やはりフィクションにおける土方歳三といえば、鬼の副長としての怖さや凶暴さが強調されることが多い。2021年公開の映画『燃えよ剣』でもその路線は踏襲され、喧嘩に明け暮れる“バラガキ”から武士を志す土方歳三を、アクションに定評のある岡田准一が力強く演じている。
なお『燃えよ剣』は、これまで幾度も映像化・舞台化されてきた作品。1966年の映画版と1970年のテレビドラマ版では栗塚旭、1990年の単発ドラマでは役所広司、そして2004年の舞台版では上川隆也がそれぞれ土方役を務めており、いずれもワイルドで渋い人物像として描かれてきた。
もちろん2021年版の岡田も同様だ。体術を交えた迫力ある殺陣は言うまでもなく、「歳の鬼あし」と呼ばれた独特な歩き方まで再現するなど、土方歳三の持つ凄みと渋さに圧倒的な説得力を与えている。
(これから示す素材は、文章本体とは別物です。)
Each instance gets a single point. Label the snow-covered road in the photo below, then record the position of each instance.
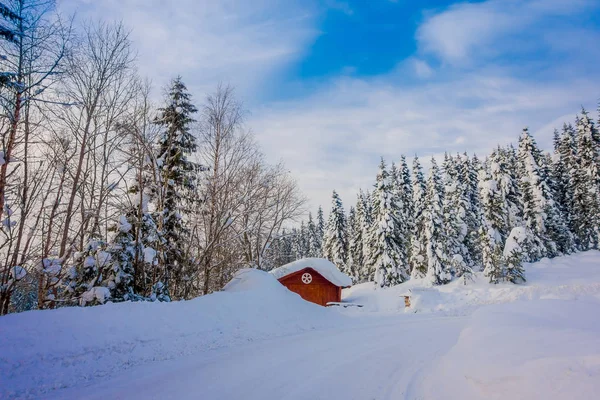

しかし作品によっては、“怖い”“ワイルド”といったイメージから大きく外れた人物像で描かれることも少なくない。その代表例が、2004年に放送されたNHK大河ドラマ『新選組!』の土方歳三だ。本作で土方歳三を演じたのは、放送当時27歳だった山本耕史。岡田准一の土方とは対照的に、ベビーフェイスで色白という柔らかなビジュアルで、キャラクターもかなり常識人寄り。切り込み隊長というよりは頭の切れる参謀タイプとして描かれていた印象が強い。この土方像は、脚本を手がけた三谷幸喜の思い描くイメージに基づくもので、“ソフトな容貌でありながら内面は硬派”というギャップがぴったりと考えられていたことが後に明かされている。
ちなみに山本にとってこの土方役は大きな当たり役となり、NHK連続テレビ小説『あさが来た』や映画『もしも徳川家康が総理大臣になったら』でも土方役として出演。その際には『新選組!』の名台詞「待たせたな」を披露している点からも、山本版土方がいかに愛されているかがうかがえる。
また2021年に放送された大河ドラマ『青天を衝け』では、町田啓太が演じる爽やかな雰囲気の土方歳三が印象的だった。本作の土方は、周囲や自分に対して厳しいものの、怖さよりも“カッコ良さ”が前面に出ている。殺陣も野性味を押し出す感じではなく、流れるように美しく、どこかスタイリッシュな佇まいだった。
恐らく、指揮官としての土方歳三を描くのか、それとも多摩の農家から成り上がりで武士を志した青年期にスポットを当てるのか――その違いによって、作品ごとに土方像は二分しているのだろう。そしてキャラクター性は異なっていても、各時代のイケメン俳優が起用されてきた点を踏まえると、史実で語られる“幕末きってのモテ男”というイメージには、おおむね忠実と言えるのかもしれない。
今後はどのような“土方歳三”が描かれていくのか。個人的には、なよなよして冴えない土方といったこれまでにない解釈も、いつか見てみたい気がする。